Özgeçmiş bilgisi için;
  • Kronik bir hastalığın olup olmadığı,
  • Herhangi bir ameliyat geçirip geçirmediği,
  • Düzenli kullandığı bir ilaç olup olmadığı,
  • Alerjik durumu,
  • Alkol ve sigara kullanımı sorulur.


Soy geçmiş bilgisi için;
  • Ailede özellikle kadın hastalıkları ile ilgili kanser başta olmak üzere önemli bir hastalık olup olmadığı,
  • Ailede herhangi bir kişide diyabet, hipertansiyon ve genetik olarak taşınan hastalık olup olmadığı sorulur.

Anamnez aşaması sona erdikten sonra genel fizik muayeneye geçilir. Hekimlerin çoğunluğu jinekolojik muayeneyi 6 ayda ya da yılda 1 kez önermektedir. Jinekolojik açıdan ilk muayene genellikle 18 yaşta önerilir ancak yaşa bakılmadan mutlaka jinekolojik kontrol yapılmasını gerektiren durumlar vardır.

1.3. Anamnez ( Öykü Alma ) Alırken Dikkat Edilecek Noktalar

Doğru anamnez almak için hastanın kendisini güvende hissetmesi, soru soran sağlık personeline güven duyması önemlidir. Hasta böyle bir ortamda şikâyetlerini çok rahat anlatabilecek, doğru tanı konulabilmesine yardımcı olacaktır. Hasta ile konuşurken mümkün olduğunca yalnız olmaya dikkat edilmelidir çünkü hasta yakınları yanında şikâyetlerini rahat anlatamayabilir. 

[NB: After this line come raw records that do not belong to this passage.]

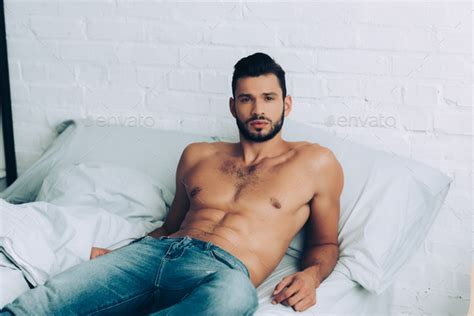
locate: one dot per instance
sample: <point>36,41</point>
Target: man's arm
<point>321,244</point>
<point>180,204</point>
<point>321,239</point>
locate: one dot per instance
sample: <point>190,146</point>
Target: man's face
<point>259,107</point>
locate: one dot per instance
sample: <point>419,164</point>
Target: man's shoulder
<point>316,155</point>
<point>198,150</point>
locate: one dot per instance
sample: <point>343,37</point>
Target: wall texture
<point>395,76</point>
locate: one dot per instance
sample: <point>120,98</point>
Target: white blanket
<point>43,239</point>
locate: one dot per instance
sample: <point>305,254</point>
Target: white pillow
<point>123,191</point>
<point>388,205</point>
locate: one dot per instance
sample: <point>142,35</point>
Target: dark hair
<point>256,65</point>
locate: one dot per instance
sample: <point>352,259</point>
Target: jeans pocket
<point>219,257</point>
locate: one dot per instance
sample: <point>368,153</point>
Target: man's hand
<point>297,290</point>
<point>95,252</point>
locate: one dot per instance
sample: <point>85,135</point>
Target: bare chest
<point>226,185</point>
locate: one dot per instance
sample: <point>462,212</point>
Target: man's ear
<point>232,106</point>
<point>288,105</point>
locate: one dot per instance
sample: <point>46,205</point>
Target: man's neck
<point>254,152</point>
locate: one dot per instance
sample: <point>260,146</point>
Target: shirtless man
<point>249,199</point>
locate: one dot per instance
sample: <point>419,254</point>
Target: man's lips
<point>258,122</point>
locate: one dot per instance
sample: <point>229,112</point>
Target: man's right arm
<point>180,205</point>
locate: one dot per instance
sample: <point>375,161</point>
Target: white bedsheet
<point>337,295</point>
<point>43,239</point>
<point>39,240</point>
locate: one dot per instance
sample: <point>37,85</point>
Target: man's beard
<point>247,134</point>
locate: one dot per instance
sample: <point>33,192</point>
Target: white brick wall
<point>172,63</point>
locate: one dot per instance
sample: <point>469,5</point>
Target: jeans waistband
<point>207,245</point>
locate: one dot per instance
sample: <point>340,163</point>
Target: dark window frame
<point>6,105</point>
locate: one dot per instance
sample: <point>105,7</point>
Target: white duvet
<point>108,206</point>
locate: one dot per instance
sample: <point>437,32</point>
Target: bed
<point>106,185</point>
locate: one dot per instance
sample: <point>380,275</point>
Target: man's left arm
<point>321,249</point>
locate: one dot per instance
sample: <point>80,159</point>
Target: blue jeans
<point>157,276</point>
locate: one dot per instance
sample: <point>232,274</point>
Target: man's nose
<point>258,109</point>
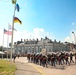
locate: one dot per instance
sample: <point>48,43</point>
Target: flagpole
<point>12,34</point>
<point>7,41</point>
<point>3,43</point>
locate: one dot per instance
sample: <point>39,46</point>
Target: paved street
<point>23,67</point>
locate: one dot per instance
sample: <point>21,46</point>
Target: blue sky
<point>56,17</point>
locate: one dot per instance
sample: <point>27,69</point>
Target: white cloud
<point>36,33</point>
<point>73,23</point>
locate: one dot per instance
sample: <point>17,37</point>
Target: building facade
<point>36,46</point>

Bunlara ek olarak anamnez alırken aşağıdaki hususlara dikkat edilmelidir:
  • Bütün sorular basit ve kolay anlaşılır olmalıdır.
  • Sorular hastanın neden şikâyet ettiğini anlamaya, hastaya güvenli bakım vermeye ve durumu kontrol altında tutmaya yardımcı olmalıdır.
  • Öykü alınırken hastayla aynı seviyede olunmalı ve anlattıklarına odaklanılmalıdır.
  • Hastanın hastalıkları hakkında anlaşılır bilgi veremediğinde endişelerine önem verilmelidir.
  • Hastayla konuşurken ismiyle hitap edilmelidir.
  • Hastanın ne söylediği dikkatlice dinlenmelidir.
  • Hastanın söyledikleri anlaşıldığı gibi değil, söylediği gibi kaydedilmelidir.